June 7, 20178 yr I often see that FileMaker native functions use square brackets to define lists, like let ( [ ~var1 = 1 ; ~var2 = 2 ] ~var1 + ~var2 ) Or JSON functions, that actually seem to be "variadic" in the sense that they take a variable number of arguments: JSONSetElement ( "{}" ; [ "id" ; "FB4" ; JSONString ] ; [ "name" ; "Vanilla Cake" ; JSONString ] ; [ "price" ; 17.5 ; JSONNumber ] ; [ "stock" ; 12 ; JSONNumber ] ; [ "category" ; "Cakes" ; JSONString ] ; [ "special" ; true ; JSONBoolean ] ) ] Now, I've been searching for a way to do custom variadic functions, but it seems impossible. And the official documentation doesn't mention the square brackets' real meaning from the language standpoint. What are these "array-like" things exactly? Is there a way to exploit them in custom functions or is it reserved for native functions only? Thanks
June 7, 20178 yr There is no way to define a custom function with a variable number of arguments, or with optional arguments. At most, you can call a function with a list of values as the argument, and have the function recurse over the list. Edited June 7, 20178 yr by comment
June 7, 20178 yr Author Kinda figured it out that already, custom functions do not fully exploit the language. What about the square brackets?
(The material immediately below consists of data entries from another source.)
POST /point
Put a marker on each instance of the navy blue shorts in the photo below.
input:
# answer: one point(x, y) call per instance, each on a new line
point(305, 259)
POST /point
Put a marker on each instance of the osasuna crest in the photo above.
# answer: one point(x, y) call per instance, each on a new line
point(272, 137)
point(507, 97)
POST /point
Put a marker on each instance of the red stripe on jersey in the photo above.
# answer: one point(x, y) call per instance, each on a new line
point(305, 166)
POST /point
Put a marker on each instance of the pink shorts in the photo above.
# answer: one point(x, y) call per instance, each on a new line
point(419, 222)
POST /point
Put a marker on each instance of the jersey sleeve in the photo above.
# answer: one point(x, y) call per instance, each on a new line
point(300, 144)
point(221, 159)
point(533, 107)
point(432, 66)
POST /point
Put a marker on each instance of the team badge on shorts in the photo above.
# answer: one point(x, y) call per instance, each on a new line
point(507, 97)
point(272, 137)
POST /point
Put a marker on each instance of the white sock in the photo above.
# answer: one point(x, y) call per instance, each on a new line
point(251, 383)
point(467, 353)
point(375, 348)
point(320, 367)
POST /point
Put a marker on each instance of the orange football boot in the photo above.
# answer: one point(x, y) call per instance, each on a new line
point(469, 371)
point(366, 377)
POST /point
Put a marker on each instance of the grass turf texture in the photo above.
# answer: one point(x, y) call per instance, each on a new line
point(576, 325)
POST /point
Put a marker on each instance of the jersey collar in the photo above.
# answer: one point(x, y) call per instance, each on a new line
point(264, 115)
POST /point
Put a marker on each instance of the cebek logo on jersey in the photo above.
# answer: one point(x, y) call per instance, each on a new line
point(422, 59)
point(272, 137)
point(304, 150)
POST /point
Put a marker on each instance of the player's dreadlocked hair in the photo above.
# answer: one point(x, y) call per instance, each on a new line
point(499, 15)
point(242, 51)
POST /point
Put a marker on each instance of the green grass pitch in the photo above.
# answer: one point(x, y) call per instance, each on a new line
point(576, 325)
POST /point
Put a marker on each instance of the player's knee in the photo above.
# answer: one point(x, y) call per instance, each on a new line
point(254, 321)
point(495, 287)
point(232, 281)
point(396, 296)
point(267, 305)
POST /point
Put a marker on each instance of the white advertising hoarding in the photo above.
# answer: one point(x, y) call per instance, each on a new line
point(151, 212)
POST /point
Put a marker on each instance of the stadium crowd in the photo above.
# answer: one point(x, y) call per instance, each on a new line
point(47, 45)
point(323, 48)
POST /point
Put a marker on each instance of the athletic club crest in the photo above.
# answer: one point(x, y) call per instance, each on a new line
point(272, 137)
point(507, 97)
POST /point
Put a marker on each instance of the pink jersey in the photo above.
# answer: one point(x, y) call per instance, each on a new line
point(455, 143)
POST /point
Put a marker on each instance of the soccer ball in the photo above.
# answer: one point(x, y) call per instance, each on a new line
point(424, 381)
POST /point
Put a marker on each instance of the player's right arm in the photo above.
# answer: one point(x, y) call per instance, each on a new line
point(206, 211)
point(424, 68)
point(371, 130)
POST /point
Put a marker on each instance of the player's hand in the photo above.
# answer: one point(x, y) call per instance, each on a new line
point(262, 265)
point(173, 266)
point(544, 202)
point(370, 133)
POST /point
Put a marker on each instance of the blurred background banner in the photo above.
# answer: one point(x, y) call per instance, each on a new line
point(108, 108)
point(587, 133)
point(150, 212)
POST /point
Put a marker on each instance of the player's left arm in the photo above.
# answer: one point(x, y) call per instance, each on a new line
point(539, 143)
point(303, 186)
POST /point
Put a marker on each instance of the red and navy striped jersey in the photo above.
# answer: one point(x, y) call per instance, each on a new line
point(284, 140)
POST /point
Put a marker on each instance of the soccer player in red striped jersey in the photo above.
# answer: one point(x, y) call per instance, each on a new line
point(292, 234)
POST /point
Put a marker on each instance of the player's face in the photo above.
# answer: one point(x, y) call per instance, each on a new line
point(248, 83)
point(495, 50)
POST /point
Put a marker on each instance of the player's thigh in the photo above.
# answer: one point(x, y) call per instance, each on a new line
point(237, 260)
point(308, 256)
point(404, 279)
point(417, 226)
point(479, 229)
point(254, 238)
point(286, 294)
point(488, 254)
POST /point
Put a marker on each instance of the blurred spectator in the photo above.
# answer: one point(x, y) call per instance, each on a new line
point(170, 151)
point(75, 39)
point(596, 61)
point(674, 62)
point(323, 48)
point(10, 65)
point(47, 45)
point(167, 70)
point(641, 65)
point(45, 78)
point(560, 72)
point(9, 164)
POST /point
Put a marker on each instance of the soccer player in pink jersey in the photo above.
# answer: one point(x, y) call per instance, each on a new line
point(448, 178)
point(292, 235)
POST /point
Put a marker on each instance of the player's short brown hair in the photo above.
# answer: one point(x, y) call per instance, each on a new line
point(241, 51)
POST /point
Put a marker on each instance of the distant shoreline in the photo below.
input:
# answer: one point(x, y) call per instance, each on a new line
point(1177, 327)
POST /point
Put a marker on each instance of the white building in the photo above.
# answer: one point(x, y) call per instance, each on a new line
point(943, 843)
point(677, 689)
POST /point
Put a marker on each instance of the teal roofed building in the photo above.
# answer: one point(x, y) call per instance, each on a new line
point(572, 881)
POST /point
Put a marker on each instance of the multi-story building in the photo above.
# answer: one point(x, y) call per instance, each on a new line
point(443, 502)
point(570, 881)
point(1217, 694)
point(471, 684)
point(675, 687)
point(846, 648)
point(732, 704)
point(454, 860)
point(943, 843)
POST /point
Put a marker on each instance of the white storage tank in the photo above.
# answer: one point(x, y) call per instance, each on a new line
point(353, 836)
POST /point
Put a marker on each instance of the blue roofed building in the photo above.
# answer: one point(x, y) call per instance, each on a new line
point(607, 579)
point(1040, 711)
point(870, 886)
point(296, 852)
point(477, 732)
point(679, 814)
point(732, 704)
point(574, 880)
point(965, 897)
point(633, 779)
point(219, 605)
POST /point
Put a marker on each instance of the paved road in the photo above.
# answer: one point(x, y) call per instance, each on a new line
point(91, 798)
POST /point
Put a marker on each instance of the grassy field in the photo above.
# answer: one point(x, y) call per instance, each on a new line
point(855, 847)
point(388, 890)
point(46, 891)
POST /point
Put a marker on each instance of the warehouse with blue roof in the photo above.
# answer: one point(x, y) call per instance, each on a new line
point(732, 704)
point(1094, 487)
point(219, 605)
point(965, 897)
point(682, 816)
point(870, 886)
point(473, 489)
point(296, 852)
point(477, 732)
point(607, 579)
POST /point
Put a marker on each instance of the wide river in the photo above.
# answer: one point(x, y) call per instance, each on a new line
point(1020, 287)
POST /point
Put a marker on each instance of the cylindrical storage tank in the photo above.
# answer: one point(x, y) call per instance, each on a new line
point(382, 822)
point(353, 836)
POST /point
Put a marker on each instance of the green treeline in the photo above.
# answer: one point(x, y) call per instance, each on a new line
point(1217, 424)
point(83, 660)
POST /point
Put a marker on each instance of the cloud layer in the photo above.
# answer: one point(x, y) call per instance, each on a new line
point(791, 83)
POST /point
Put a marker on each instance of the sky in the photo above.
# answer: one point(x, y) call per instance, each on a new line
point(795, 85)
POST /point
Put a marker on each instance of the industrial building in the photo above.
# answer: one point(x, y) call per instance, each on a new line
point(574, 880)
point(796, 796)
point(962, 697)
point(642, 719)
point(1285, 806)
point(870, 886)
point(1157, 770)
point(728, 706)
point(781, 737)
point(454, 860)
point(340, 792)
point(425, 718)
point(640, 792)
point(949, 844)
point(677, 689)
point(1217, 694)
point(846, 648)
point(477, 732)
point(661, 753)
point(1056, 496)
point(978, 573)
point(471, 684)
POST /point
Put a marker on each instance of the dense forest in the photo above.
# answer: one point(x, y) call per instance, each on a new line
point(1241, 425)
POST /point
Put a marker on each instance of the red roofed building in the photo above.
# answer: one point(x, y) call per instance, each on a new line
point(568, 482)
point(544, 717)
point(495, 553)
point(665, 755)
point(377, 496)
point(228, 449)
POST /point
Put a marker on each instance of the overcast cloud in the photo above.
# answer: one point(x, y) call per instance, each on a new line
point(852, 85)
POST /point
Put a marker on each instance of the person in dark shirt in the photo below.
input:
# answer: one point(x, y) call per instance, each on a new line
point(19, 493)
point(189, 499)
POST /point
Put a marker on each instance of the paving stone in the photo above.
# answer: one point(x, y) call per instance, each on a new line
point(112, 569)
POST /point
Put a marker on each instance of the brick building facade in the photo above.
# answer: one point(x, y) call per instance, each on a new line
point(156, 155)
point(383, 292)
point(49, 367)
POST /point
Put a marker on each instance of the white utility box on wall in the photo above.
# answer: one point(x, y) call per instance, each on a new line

June 7, 20178 yr Author 1 minute ago, comment said: What about them? Just what are they for exactly, the docs don't say how they work and if they are exploitable in some way by custom functions. Edited June 7, 20178 yr by Mc128k
June 7, 20178 yr you can't exploit them for custom functions. They work for those native functions that can take a variable set of 'instructions'. Like the Substitute() function that can do substitute a number of combos in one call.